For those who are infected, medical treatment will have fundamental implications for the realization of the right to health, raising an imperative to ensure appropriate COVID-related health care. With budget cuts in many countries eroding national capacity to provide essential care, COVID-19 patients have overwhelmed health centers. It is crucial that governments devote the maximum available resources to the progressive realization of the right to health, developing a coordinated healthcare response for treatment and recovery and mobilizing resources to secure necessary health care for patients (including ventilators and oxygen) and personal protective equipment for healthcare workers and other frontline staff.
Policymakers must be held accountable for ensuring universal health coverage in the COVID-19 response. As governments falter in meeting their international obligations, accountability can be facilitated through human rights advocacy to defend marginalized populations, litigation of rights violations in national courts, and monitoring and review of state actions by the human rights system. These national and international mechanisms can ensure accountability for government efforts to realize human rights throughout a prolonged pandemic response.

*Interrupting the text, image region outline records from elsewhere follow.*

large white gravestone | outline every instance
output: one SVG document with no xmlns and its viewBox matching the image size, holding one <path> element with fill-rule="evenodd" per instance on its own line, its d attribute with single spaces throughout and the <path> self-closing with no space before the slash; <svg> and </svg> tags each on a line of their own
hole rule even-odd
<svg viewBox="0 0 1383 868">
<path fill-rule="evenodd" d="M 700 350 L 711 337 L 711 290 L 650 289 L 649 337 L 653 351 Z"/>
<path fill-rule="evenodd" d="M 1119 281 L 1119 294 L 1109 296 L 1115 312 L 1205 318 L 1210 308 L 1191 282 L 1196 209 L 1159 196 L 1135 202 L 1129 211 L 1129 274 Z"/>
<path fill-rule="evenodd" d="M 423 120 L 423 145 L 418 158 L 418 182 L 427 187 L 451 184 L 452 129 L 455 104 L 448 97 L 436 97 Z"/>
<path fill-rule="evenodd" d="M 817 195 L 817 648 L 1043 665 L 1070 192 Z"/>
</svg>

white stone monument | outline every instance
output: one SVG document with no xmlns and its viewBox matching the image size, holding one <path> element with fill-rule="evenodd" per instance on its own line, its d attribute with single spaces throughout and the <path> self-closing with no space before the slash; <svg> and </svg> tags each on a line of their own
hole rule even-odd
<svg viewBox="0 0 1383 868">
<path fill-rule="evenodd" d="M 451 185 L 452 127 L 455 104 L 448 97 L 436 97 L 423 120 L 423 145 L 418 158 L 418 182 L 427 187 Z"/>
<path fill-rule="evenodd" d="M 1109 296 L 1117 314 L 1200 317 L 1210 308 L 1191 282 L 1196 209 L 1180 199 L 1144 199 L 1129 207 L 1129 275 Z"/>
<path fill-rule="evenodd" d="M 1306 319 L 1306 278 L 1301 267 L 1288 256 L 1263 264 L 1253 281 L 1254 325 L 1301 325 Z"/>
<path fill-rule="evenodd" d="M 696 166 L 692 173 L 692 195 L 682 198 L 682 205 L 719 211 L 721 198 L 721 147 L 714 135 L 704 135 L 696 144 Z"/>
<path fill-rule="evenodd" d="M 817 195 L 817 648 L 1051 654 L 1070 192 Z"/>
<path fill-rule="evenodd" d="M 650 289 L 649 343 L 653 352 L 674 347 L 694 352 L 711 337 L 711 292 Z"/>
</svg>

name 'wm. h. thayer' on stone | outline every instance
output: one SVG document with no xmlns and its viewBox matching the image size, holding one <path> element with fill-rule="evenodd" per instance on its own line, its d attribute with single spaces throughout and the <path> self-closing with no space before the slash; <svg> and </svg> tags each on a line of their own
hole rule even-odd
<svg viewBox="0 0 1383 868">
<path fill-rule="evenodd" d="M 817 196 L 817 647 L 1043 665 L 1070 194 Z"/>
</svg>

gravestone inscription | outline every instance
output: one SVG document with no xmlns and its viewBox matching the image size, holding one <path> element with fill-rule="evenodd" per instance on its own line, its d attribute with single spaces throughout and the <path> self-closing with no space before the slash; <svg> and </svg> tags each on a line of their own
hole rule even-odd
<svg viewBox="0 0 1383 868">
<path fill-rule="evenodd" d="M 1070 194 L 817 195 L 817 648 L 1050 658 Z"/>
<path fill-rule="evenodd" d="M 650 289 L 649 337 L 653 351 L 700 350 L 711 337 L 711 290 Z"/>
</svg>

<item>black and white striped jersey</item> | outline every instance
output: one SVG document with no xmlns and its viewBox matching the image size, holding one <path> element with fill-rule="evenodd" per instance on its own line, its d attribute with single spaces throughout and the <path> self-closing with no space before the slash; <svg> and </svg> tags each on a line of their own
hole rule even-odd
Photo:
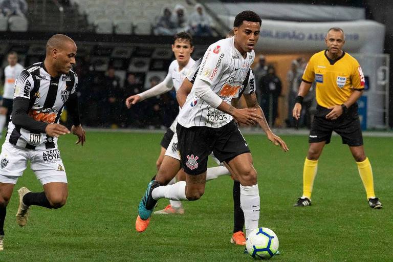
<svg viewBox="0 0 393 262">
<path fill-rule="evenodd" d="M 220 40 L 211 45 L 205 53 L 196 79 L 208 83 L 213 92 L 230 104 L 232 98 L 243 84 L 255 55 L 253 50 L 244 58 L 235 48 L 233 37 Z M 232 116 L 211 106 L 196 96 L 193 86 L 180 110 L 178 122 L 187 128 L 219 128 L 232 119 Z"/>
<path fill-rule="evenodd" d="M 67 74 L 53 78 L 47 72 L 43 62 L 36 63 L 23 70 L 16 80 L 14 105 L 17 98 L 27 99 L 27 113 L 34 120 L 47 124 L 58 123 L 64 104 L 71 95 L 76 95 L 77 84 L 78 77 L 73 71 L 70 70 Z M 28 149 L 57 146 L 57 138 L 47 136 L 45 127 L 43 130 L 29 130 L 23 126 L 23 124 L 14 124 L 11 119 L 6 141 Z"/>
</svg>

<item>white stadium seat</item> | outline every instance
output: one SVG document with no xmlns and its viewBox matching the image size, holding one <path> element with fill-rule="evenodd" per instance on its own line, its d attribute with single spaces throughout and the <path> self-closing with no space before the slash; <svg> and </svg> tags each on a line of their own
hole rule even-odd
<svg viewBox="0 0 393 262">
<path fill-rule="evenodd" d="M 13 32 L 26 32 L 27 31 L 27 19 L 22 16 L 13 15 L 8 19 L 10 30 Z"/>
</svg>

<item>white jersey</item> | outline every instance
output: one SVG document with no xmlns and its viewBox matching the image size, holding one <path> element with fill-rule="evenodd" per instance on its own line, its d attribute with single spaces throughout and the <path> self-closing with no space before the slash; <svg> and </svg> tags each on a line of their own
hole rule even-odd
<svg viewBox="0 0 393 262">
<path fill-rule="evenodd" d="M 13 67 L 7 66 L 4 69 L 4 76 L 6 79 L 4 81 L 4 94 L 3 97 L 8 99 L 14 98 L 15 81 L 24 69 L 24 67 L 18 63 L 16 63 Z"/>
<path fill-rule="evenodd" d="M 205 53 L 196 76 L 196 79 L 207 82 L 213 91 L 228 104 L 241 89 L 255 56 L 253 50 L 243 58 L 235 48 L 234 39 L 224 39 L 210 45 Z M 193 86 L 178 120 L 185 127 L 218 128 L 232 119 L 231 116 L 198 97 Z"/>
<path fill-rule="evenodd" d="M 177 60 L 174 60 L 170 63 L 169 68 L 168 70 L 168 74 L 165 79 L 164 79 L 164 83 L 165 85 L 168 86 L 172 85 L 174 88 L 174 91 L 177 93 L 179 89 L 182 85 L 184 78 L 190 73 L 192 68 L 192 66 L 195 63 L 195 60 L 190 57 L 188 63 L 184 67 L 181 71 L 179 71 L 179 63 Z M 176 125 L 178 124 L 178 117 L 173 121 L 172 124 L 170 125 L 169 129 L 173 133 L 176 133 Z"/>
</svg>

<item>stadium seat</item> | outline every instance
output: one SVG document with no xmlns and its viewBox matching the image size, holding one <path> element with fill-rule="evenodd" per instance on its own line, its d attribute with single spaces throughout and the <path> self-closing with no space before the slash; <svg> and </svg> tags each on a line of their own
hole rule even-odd
<svg viewBox="0 0 393 262">
<path fill-rule="evenodd" d="M 96 27 L 96 33 L 97 34 L 112 34 L 113 33 L 113 24 L 112 21 L 107 18 L 97 19 L 94 21 Z"/>
<path fill-rule="evenodd" d="M 115 20 L 115 33 L 117 34 L 129 35 L 131 34 L 132 24 L 127 19 Z"/>
<path fill-rule="evenodd" d="M 138 22 L 135 24 L 134 33 L 137 35 L 147 35 L 151 34 L 151 25 L 149 23 Z"/>
<path fill-rule="evenodd" d="M 3 15 L 0 16 L 0 31 L 7 31 L 8 29 L 8 19 Z"/>
<path fill-rule="evenodd" d="M 8 19 L 10 31 L 13 32 L 26 32 L 27 31 L 27 19 L 22 16 L 13 15 Z"/>
</svg>

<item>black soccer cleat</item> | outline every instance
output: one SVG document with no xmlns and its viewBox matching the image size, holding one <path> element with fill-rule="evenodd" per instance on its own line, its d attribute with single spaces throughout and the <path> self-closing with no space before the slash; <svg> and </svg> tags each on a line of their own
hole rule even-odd
<svg viewBox="0 0 393 262">
<path fill-rule="evenodd" d="M 297 201 L 293 205 L 294 207 L 307 207 L 311 205 L 311 200 L 307 198 L 298 198 Z"/>
<path fill-rule="evenodd" d="M 382 203 L 379 201 L 378 198 L 368 199 L 368 205 L 370 207 L 374 209 L 380 209 L 382 208 Z"/>
</svg>

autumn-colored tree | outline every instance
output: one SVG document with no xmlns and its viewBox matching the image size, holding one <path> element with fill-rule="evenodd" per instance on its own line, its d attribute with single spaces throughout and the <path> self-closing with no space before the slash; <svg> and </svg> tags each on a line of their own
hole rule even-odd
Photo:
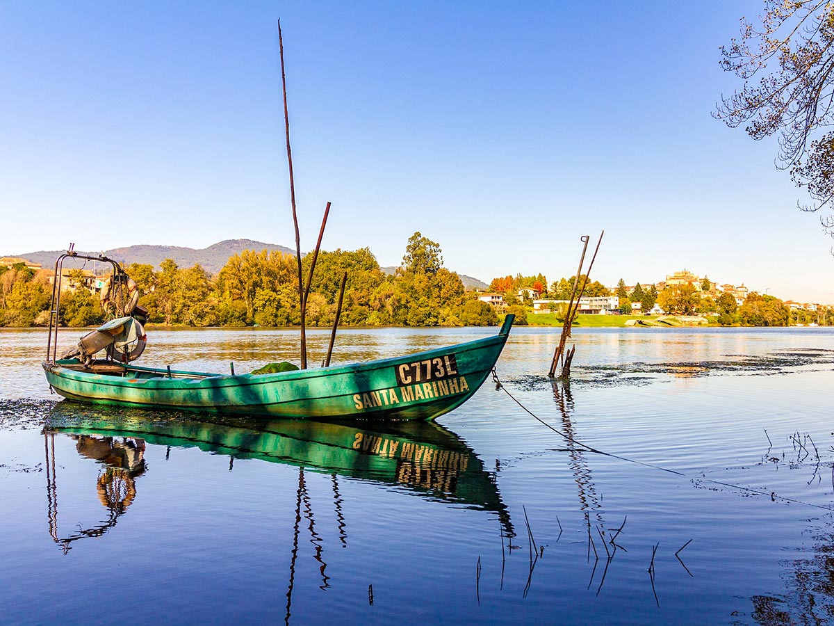
<svg viewBox="0 0 834 626">
<path fill-rule="evenodd" d="M 758 23 L 742 18 L 741 38 L 721 48 L 721 65 L 743 81 L 716 117 L 746 125 L 754 139 L 779 135 L 776 164 L 811 199 L 834 206 L 834 3 L 765 0 Z M 823 215 L 834 232 L 834 216 Z"/>
</svg>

However, no nation can do this alone. COVID-19 is a global public health crisis that calls for global solidarity, yet some governments have responded with nationalist approaches that ignore scientific evidence, repress vulnerable populations, and neglect coordinated action in facing this common threat. Despite repeated pleas for global solidarity, the rise of populist nationalism has curtailed international assistance to countries in need, weakened global health governance through the World Health Organization, and threatened the health and human rights of the most marginalized in the world.

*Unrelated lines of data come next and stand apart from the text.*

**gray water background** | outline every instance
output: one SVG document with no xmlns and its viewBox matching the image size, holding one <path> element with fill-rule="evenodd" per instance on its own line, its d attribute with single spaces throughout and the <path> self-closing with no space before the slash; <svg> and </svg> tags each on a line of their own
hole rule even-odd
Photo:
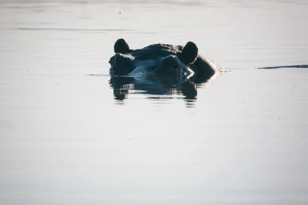
<svg viewBox="0 0 308 205">
<path fill-rule="evenodd" d="M 0 204 L 307 204 L 308 70 L 253 68 L 308 64 L 307 10 L 1 1 Z M 191 40 L 231 71 L 192 101 L 134 90 L 116 100 L 119 38 L 132 49 Z"/>
</svg>

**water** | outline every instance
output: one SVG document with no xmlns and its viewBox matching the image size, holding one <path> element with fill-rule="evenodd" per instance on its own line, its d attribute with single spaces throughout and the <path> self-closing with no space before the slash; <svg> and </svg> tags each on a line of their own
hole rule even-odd
<svg viewBox="0 0 308 205">
<path fill-rule="evenodd" d="M 307 70 L 254 68 L 308 64 L 307 9 L 1 1 L 0 204 L 306 204 Z M 193 99 L 129 87 L 117 100 L 119 38 L 192 40 L 231 71 Z"/>
</svg>

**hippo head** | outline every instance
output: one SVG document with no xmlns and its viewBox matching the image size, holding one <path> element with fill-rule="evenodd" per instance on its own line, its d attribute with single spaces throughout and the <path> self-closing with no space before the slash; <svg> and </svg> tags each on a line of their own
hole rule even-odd
<svg viewBox="0 0 308 205">
<path fill-rule="evenodd" d="M 192 75 L 189 68 L 198 55 L 198 48 L 192 42 L 184 47 L 153 44 L 140 49 L 130 49 L 123 39 L 114 46 L 116 54 L 110 59 L 111 75 L 134 75 L 153 73 L 164 81 L 182 81 Z"/>
</svg>

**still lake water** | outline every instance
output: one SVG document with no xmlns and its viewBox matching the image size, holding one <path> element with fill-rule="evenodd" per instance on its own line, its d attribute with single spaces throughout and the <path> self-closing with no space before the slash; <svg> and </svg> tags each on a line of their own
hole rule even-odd
<svg viewBox="0 0 308 205">
<path fill-rule="evenodd" d="M 305 1 L 0 1 L 0 204 L 306 204 Z M 122 14 L 119 13 L 122 11 Z M 230 72 L 129 87 L 113 46 L 194 42 Z M 128 85 L 129 87 L 129 85 Z"/>
</svg>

The global health and human rights challenge of the COVID-19 pandemic requires a dramatic shift toward global solidarity in coordinating the pandemic response. Human rights law has long recognized that international assistance and cooperation is an obligation of all states in a position to assist. International support for the World Health Organization remains essential, as global governance will remain central to advancing human rights in global health. Given that this pandemic threat will only truly end with the development of an effective vaccine, rights-based governance will continue to be crucial in progressively realizing universal access to this prospective scientific breakthrough, bringing the world together through human rights to assure the highest attainable standard of health for all.